Essas reflexões foram inicialmente publicadas em artigos e, depois, reunidas em livro, que se tornou referência e foi traduzido para muitos idiomas. O sucesso internacional do livro só confirma a importância das ideias apresentadas para o movimento socialista mundial.

Um dos apêndices do livro trata da história da posse da terra na Alemanha, tema fundamental para entender como o capitalismo transformou relações sociais e econômicas ao longo dos séculos. Esse estudo foi considerado útil porque muitos trabalhadores urbanos que estavam se integrando ao movimento socialista, e era fundamental alcançar também os trabalhadores rurais, explicando como as formas de propriedade mudaram e por quê.

Sobre a economia, o livro traz uma explicação importante, a chamada “produção de mercadorias” é uma fase da história em que bens são produzidos não só para o uso pessoal, mas para serem trocados. Esse tipo de produção vai desde pequenas trocas até o desenvolvimento do capitalismo, onde o capitalista emprega trabalhadores que não possuem meios de produção próprios e vive da diferença entre o valor do que é produzido e os salários pagos. O livro divide o desenvolvimento industrial em três fases: artesanato (produção individual), manufatura (divisão do trabalho, produção coletiva) e indústria moderna (máquinas e grande escala).

Essa obra deixa claro que muitos britânicos teriam resistência a essas ideias porque o materialismo histórico, defendido por Marx e Engels, entra em choque com crenças religiosas e valores tradicionais muito presentes no Reino Unido. O termo “materialismo” costuma causar rejeição, mas a verdade é que o materialismo moderno, como forma de explicar o mundo e a história, surgiu justamente na Inglaterra, com pensadores como Bacon, Hobbes e Locke. O materialismo, resumidamente, entende que toda realidade se explica a partir da matéria e de suas transformações, não sendo necessário apelar para forças sobrenaturais ou explicações religiosas para entender o desenvolvimento social ou natural.
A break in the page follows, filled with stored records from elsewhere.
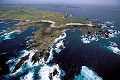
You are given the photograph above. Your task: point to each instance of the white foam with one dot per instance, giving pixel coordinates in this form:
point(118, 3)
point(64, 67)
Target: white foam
point(114, 49)
point(61, 36)
point(85, 40)
point(10, 34)
point(28, 76)
point(59, 46)
point(46, 70)
point(87, 74)
point(108, 22)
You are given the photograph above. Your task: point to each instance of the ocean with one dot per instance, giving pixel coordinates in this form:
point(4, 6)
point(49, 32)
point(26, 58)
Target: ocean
point(82, 58)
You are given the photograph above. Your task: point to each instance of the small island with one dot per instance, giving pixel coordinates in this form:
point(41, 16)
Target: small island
point(51, 26)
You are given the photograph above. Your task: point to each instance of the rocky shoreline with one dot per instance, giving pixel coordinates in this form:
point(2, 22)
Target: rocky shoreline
point(45, 36)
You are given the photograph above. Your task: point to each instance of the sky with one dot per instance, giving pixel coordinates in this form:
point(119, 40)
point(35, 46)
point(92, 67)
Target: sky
point(98, 2)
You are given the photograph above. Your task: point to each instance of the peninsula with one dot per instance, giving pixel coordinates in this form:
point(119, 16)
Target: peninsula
point(51, 25)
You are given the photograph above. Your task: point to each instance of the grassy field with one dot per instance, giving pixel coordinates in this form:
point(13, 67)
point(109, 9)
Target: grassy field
point(23, 14)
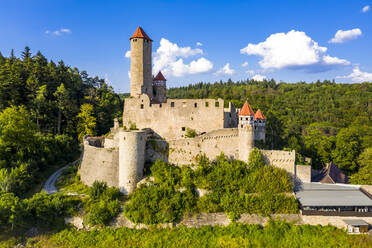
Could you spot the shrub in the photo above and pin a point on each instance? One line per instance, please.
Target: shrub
(97, 189)
(190, 133)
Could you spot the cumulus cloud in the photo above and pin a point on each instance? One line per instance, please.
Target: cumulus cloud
(358, 76)
(342, 36)
(169, 58)
(258, 77)
(366, 8)
(226, 70)
(59, 32)
(293, 50)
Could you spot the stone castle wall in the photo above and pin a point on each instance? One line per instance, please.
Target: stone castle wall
(99, 164)
(281, 159)
(171, 120)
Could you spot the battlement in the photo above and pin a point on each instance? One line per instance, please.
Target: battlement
(173, 118)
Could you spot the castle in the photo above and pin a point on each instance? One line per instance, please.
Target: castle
(173, 130)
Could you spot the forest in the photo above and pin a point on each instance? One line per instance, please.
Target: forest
(45, 109)
(324, 121)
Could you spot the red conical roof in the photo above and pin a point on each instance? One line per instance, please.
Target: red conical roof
(139, 33)
(259, 115)
(246, 110)
(160, 77)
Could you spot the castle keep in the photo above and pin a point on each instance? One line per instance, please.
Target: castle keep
(174, 130)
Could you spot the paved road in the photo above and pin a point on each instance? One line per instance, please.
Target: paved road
(49, 186)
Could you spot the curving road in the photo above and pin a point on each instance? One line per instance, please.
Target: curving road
(49, 186)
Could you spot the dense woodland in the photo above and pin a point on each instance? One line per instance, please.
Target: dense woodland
(45, 109)
(323, 120)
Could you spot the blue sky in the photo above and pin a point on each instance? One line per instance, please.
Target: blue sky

Marx escreveu sobre isso ao explicar que, para Bacon, o conhecimento vinha dos sentidos e da experiência, o que depois foi aprofundado por Hobbes e Locke. Hobbes, acreditava que tudo que pensamos são apenas impressões do mundo real captadas pelos sentidos. Locke foi além e demonstrou como nossas ideias se originam das experiências sensoriais. A tradição materialista foi sendo refinada ao longo dos séculos, eliminando aos poucos as influências teológicas que ainda restavam.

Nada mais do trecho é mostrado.